Subscription Required. Please recommend JoVE to your librarian.

Representative Results

Были искусственного человека индуцированных плюрипотентных стволовых клеток, и повреждения ДНК и хвост момент, которые были использованы как мера целостности ДНК, были проанализированы пробирного кометы. ИПК клетки были встроенные в температура плавления агарозы и размещены на стеклянное скольжение.

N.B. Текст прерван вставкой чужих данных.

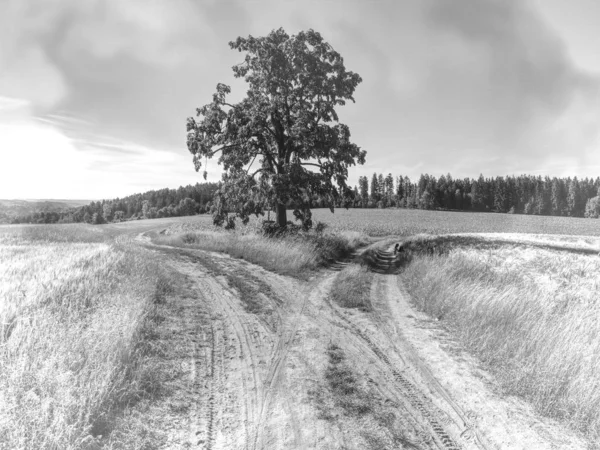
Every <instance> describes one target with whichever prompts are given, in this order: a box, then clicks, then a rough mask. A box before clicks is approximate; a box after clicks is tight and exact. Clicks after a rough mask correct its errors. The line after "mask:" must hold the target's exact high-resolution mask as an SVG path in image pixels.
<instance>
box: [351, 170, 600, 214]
mask: <svg viewBox="0 0 600 450" xmlns="http://www.w3.org/2000/svg"><path fill="white" fill-rule="evenodd" d="M599 196H600V177H598V178H596V179H595V180H594V179H590V178H585V179H582V180H579V179H577V177H575V178H570V177H569V178H556V177H554V178H550V177H544V178H542V177H540V176H538V177H535V176H532V175H520V176H518V177H515V176H508V177H495V178H484V177H483V175H480V176H479V178H478V179H470V178H464V179H454V178H452V176H451V175H450V174H448V175H446V176H444V175H442V176H441V177H439V178H437V179H436V178H435V177H434V176H431V175H427V174H425V175H421V176H420V178H419V180H418V181H417V182H412V181H411V180H410V178H408V177H403V176H398V177H394V176H393V175H392V174H391V173H390V174H388V175H387V176H384V175H383V174H376V173H374V174H373V176H372V178H371V182H370V183H369V180H368V178H367V177H360V178H359V182H358V186H357V187H355V188H354V200H353V202H352V206H355V207H357V206H358V207H363V208H388V207H399V208H416V209H444V210H459V211H482V212H483V211H489V212H499V213H510V214H534V215H545V216H570V217H592V218H598V215H599V214H600V200H599Z"/></svg>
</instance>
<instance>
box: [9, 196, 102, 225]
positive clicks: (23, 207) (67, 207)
mask: <svg viewBox="0 0 600 450" xmlns="http://www.w3.org/2000/svg"><path fill="white" fill-rule="evenodd" d="M90 202H91V200H63V199H27V200H4V199H0V223H2V222H10V221H11V220H12V219H13V218H15V217H22V216H28V215H31V214H35V213H42V212H44V213H49V212H57V213H60V212H66V211H68V210H69V209H71V208H78V207H80V206H84V205H87V204H89V203H90Z"/></svg>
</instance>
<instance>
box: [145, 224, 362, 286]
mask: <svg viewBox="0 0 600 450" xmlns="http://www.w3.org/2000/svg"><path fill="white" fill-rule="evenodd" d="M154 242H156V243H157V244H162V245H170V246H175V247H189V248H199V249H202V250H208V251H214V252H222V253H227V254H229V255H231V256H233V257H235V258H243V259H245V260H247V261H249V262H252V263H254V264H258V265H260V266H263V267H265V268H266V269H267V270H271V271H274V272H278V273H282V274H286V275H292V276H303V275H305V274H306V273H307V272H308V271H311V270H315V269H317V268H318V267H321V266H324V265H327V264H328V263H330V262H333V261H334V260H336V259H339V258H343V257H345V256H348V255H349V254H350V253H351V252H352V251H353V250H354V249H355V248H356V247H358V246H359V245H362V244H364V243H365V242H366V237H364V236H363V235H361V234H360V233H356V232H348V233H320V234H317V233H299V234H289V235H284V236H279V237H267V236H264V235H262V234H260V233H257V232H253V231H247V232H226V231H195V232H185V233H180V234H173V235H168V234H167V235H158V236H156V237H155V238H154Z"/></svg>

Клетки затем, лечили литического буфера, а затем щелочной раствор, чтобы получить supercoiled ДНК. Нуклеоидах были electrophoresed и кометы были визуализировать ДНК краситель (рис. 1A-D). Затем, комет анализировались с ImageJ, используя плагин пробирного Комета (рисунок 2A-C).

Клетки человека iPS лечили Doxo вызвать повреждение ДНК и использоваться в качестве позитивного элемента управления. Представитель микроскопии комет из клеток Doxo лечение и nontreated iPS показаны на рисунке 3A. В клетках iPS, выраженное в виде дроби ДНК повреждения и хвост момента было обнаружено базальной количество повреждения ДНК. Однако Doxo, лечение увеличение повреждения ДНК в клетках iPS как ожидалось (рисунок 3BC). Это показывает, что комета assay может использоваться для оценки целостности ДНК не только в соматические клетки18,19 , но и в плюрипотентных стволовых клеток21.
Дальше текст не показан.